Food News

Bar Brosé, Sydney’s new Acme

There's a new wine bar in town, and better yet it's home to one of Sydney's most exciting young kitchen talents.

Analiese Gregory's 'nduja, pineapple and mustard Christmas-ham sandwich

Andrew Finlayson

Keep Sydney open? Here’s a very good reason to leave the house and fight Sydney’s reputation as the city that ever sleeps. There’s a new wine bar in town, and better yet it’s home to one of Sydney’s most exciting young kitchen talents. After some years of speculation over what she’s doing next, Analiese Gregory has landed a restaurant to call her own. And all indications suggest it’s going to rock.
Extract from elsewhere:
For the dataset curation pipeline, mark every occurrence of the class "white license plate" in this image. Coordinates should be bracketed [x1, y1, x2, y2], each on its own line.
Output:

New Zealand-born Gregory has a glittering CV, having worked at the likes of The Ledbury in London and Le Meurice in Paris, and was a senior member of the brigade at Quay for five years. After she left Quay in 2012, speculation ran rife about her next role, with the expectation that she’d open a fine-diner of her own, but Gregory confounded expectations, cooking at Bras in the Aubrac, working in the R&D kitchen at Mugaritz in San Sebastián, and doing her own pop-up in Morocco.

Back in Sydney, she decided to work alongside Mitch Orr at Acme in Rushcutters Bay, and it’s with the Acme team that she has decided to make her début heading a kitchen, as a partner with Orr, Ed Loveday, Andy Emerson and Cam Fairbairn at Bar Brosé.

Bar what? It’s the latest incarnation of The Passage, the narrow bar running between Victoria Street and Darlinghurst Road in Darlinghurst that Emerson and Loveday ran for five years, before closing the doors at the end of last year. It’s now been gutted and has reopened this week with a completely new look courtesy of Luchetti Krelle (the firm responsible for the design at Acme).

And the food? Equal parts exciting and approachable. “It’s loosely French, but not bound by it,” Gregory says. There’ll be Comté gougères, inspired by the signature dish of GT Tasmanian editor Roger McShane (“but mine are going to be six times the size”), and another inspired by a dish McShane and his fellow GT Tasmanian editor, Sue Dyson, did for a cameo dinner at Pinbone, a walnut pudding with a Fernet Branca ganache and wild fennel ice-cream.

Orr says the brief is “not-French in the same way Acme is not-Italian”. He and Gregory cite wine bars such as Paris’s Clamato, Septime la Cave and New York’s Wild Air as reference points. It’s going to be the food you want to eat with a glass of wine in hand.

“I’m also doing an ‘nduja, pineapple and mustard Christmas-ham sandwich that I make for the staff after work at Acme,” Gregory says. “It’s served hot. I’ve been bringing my sandwich press from home to work each Saturday night, and the kitchen has become obsessed by this particular version.” She plans to pay a small homage to Michel Bras, too, in the form of a gaufrette potato dessert involving potato skins browned and toasty from the oven, potatoes, brown-butter mousse and salted caramel. “All very rosé- and bro-friendly,” she quips.

“The food will have bits of Chinese because half my family is Chinese,” she says, “and I’ll be doing things from all the other places that I’ve been, so there’s Moroccan things, there might be some Spanish things, it might be dishes, it might just be ingredients or cooking styles that come from those places. It’d be kind of pointless to not use all that stuff.

“They’re all things that I’ve either cooked at home for people or that other people have cooked for me. That was a piece of advice from Jonathan [Barthelmess, chef] from The Apollo. He said if you’re going to open somewhere, just cook the food you do at home because you know it’ll be tasty. And I was saying, ‘no, I have to cook fancy food’, but in the end this is what I’ll be doing.”

On the wine front, Orr says the list is building on the natural-friendly approach at Acme, and is very excited that Katrina Birchmeier, a founder of Hobart’s dearly departed Garagistes, is on the floor, fresh from a stint at Brooklyn wine bar The Four Horsemen. The bar is within the lockout zone, but is licensed late, and Orr says they intend to trade right up to the mandated 1.30am closing time.

And the name? Given that the restaurant isn’t particularly rosé-focused, and will be predominantly staffed front- and back-of-house by women, Bar Brosé, seems a little misleading. Maybe it’s only temporary. “I always put hos before bros,” says Orr.